Czechoslovakia based its foreign policy on its ally France, the strongest European state after the First World War. Three neighbouring states – Czechoslovakia, Yugoslavia and Romania – responded to the last Austrian Emperor Charles I’s effort to assume power in Hungary by creating the so-called Little Entente defence alliance. Just like its main ally France, Czechoslovakia also concluded a treaty of alliance with the Soviet Union.
This happened in 1935, when Adolf Hitler had already been ruling in neighbouring Germany for two years. A hostile Germany represented a deadly threat to Czechoslovakia. Consequently it began preparing for its defence in the second half of the 1930s. It built border fortifications according to France’s example.
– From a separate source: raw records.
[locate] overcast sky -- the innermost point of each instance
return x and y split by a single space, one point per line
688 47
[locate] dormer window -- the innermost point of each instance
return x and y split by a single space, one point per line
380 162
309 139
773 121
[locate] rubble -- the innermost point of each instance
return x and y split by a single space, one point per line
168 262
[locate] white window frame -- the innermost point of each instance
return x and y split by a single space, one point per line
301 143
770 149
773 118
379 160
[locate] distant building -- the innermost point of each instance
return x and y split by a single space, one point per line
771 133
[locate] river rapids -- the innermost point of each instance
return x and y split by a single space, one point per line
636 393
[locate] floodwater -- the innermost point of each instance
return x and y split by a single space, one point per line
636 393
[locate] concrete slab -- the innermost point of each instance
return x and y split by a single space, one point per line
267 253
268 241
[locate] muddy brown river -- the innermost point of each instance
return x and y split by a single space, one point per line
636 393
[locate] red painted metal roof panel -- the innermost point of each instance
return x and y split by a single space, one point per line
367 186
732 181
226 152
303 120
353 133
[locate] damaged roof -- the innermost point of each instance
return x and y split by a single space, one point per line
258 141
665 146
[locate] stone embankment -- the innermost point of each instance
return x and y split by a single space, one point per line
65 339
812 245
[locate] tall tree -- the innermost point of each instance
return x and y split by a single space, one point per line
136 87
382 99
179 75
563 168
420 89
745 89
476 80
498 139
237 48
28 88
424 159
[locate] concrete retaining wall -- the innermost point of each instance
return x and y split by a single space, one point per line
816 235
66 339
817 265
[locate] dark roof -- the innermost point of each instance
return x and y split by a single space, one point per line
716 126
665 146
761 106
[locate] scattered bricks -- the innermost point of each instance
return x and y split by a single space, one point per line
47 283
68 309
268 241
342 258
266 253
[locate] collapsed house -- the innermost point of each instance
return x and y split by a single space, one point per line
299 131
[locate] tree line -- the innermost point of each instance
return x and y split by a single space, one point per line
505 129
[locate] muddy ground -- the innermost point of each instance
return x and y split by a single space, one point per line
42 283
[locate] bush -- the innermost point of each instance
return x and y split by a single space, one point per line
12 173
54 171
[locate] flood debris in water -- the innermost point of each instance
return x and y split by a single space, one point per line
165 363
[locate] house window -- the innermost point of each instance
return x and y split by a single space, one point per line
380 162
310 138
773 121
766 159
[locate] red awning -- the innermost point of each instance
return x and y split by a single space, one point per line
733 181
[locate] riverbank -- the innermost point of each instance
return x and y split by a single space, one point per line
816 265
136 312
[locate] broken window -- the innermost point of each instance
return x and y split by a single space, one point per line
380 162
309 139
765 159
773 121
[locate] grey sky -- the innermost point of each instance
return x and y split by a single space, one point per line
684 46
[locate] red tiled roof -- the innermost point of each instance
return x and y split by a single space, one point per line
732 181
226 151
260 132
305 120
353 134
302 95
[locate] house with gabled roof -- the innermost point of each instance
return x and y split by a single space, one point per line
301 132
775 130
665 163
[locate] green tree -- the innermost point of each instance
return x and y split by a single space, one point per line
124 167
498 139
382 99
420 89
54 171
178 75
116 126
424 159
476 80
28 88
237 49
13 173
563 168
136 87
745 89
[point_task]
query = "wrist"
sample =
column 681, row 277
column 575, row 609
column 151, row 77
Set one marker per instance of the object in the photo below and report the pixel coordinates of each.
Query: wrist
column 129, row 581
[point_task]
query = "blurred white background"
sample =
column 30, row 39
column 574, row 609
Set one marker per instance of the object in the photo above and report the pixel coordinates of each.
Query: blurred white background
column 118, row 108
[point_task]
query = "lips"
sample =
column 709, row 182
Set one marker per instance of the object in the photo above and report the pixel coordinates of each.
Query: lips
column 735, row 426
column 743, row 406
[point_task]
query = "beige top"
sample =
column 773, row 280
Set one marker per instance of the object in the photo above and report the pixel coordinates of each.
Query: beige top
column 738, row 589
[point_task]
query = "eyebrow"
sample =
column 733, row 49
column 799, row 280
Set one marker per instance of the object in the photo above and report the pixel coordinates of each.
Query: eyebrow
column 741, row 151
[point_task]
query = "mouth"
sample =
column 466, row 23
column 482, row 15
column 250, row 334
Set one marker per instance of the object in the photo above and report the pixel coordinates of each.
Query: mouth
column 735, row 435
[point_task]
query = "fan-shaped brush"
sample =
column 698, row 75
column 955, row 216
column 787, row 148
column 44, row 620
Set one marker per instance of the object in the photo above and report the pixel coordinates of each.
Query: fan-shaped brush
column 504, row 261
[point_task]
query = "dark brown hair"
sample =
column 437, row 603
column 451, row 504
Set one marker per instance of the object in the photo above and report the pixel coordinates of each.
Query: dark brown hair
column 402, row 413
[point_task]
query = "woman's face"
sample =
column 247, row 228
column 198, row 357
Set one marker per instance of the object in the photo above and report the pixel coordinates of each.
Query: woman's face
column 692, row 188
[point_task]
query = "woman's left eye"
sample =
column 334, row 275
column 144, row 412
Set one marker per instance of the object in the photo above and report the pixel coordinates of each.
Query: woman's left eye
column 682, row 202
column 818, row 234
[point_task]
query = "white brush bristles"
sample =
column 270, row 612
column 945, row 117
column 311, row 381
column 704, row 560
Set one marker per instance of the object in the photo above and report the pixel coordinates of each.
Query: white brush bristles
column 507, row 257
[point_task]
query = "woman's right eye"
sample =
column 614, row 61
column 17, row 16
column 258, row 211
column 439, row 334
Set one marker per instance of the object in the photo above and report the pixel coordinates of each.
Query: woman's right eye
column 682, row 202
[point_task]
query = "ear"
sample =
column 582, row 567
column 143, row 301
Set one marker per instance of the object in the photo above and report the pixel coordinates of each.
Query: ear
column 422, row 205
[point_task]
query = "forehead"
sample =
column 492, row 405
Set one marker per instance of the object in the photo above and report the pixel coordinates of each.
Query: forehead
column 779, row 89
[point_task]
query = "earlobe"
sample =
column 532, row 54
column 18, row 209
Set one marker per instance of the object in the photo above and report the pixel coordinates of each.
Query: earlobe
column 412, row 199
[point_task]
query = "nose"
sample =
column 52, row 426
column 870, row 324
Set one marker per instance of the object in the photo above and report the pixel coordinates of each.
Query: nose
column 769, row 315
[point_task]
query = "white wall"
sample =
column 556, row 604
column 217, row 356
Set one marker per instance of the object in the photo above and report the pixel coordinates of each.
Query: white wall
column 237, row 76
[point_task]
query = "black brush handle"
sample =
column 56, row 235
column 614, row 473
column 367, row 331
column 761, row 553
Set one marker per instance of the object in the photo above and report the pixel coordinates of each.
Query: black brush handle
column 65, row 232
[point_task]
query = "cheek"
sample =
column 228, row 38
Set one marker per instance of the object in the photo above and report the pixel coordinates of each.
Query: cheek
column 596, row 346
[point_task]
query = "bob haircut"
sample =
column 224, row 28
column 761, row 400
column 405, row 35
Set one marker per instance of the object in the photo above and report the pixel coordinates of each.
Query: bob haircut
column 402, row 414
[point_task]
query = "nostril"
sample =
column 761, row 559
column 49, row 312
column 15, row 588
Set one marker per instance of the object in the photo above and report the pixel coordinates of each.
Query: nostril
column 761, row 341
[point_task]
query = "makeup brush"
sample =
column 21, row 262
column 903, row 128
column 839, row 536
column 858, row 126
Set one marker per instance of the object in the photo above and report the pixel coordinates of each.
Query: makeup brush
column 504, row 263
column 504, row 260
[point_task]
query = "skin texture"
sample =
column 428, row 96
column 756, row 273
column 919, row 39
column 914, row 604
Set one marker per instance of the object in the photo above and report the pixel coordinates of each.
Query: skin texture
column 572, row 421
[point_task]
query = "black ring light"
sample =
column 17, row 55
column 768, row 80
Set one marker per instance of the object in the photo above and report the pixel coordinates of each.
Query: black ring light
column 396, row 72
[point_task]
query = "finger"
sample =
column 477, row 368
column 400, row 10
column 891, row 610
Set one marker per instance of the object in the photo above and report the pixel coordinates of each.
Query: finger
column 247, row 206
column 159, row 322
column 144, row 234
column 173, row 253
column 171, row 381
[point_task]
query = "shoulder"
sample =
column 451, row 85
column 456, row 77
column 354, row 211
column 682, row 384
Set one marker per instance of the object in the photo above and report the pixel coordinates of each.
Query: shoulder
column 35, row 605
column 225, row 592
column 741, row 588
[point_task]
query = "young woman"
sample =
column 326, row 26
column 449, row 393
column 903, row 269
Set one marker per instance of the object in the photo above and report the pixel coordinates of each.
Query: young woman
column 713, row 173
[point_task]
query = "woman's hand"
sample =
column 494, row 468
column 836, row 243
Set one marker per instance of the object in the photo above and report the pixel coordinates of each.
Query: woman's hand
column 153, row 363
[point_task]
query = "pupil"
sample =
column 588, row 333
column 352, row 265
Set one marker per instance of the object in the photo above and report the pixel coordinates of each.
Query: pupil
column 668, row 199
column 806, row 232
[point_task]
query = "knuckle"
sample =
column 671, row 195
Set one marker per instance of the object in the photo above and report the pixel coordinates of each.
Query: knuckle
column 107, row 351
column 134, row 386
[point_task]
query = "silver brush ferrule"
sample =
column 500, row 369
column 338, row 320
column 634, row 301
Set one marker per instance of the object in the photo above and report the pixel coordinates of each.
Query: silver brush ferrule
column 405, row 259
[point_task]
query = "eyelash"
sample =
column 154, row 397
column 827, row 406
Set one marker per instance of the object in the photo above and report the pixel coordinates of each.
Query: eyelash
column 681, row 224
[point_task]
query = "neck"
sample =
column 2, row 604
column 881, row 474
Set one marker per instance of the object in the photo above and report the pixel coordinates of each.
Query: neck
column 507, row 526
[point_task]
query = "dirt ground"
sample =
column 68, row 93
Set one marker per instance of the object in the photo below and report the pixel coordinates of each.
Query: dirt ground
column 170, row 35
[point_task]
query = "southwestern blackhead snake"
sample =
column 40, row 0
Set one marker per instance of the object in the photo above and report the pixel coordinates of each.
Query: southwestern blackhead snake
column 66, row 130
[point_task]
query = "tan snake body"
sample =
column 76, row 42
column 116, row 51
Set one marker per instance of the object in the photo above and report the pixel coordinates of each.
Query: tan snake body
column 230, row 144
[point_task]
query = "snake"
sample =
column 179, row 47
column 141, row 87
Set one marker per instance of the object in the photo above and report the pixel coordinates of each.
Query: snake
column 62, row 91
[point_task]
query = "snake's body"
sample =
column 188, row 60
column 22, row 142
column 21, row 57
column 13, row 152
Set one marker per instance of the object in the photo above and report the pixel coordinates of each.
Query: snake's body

But an effective defence was made more difficult not only by the length of the common borders with Germany and the geographical shape of the state, but also by the large German minority, an overwhelming proportion of whom inclined towards Nazism. They were represented by the Nazi and totalitarian Sudeten German Party led by Konrad Heinlein.
In negotiations with the Czechoslovak government on regulating the status of the German minority in Czechoslovakia, this party proceeded according to Adolf Hitler’s instructions with the principal aim of not coming to an agreement and thereby increasing international tensions in regard to the status of Germans in the republic.
Great Britain and France, paralysed by the experiences of the First World War and conscious of their own lack of preparedness for war, decided on a policy of making concessions to Germany. Great Britain, bound by a treaty of alliance with France, sent Lord Runciman on a mission to Prague. In his final report, he inclined towards the Sudeten German side.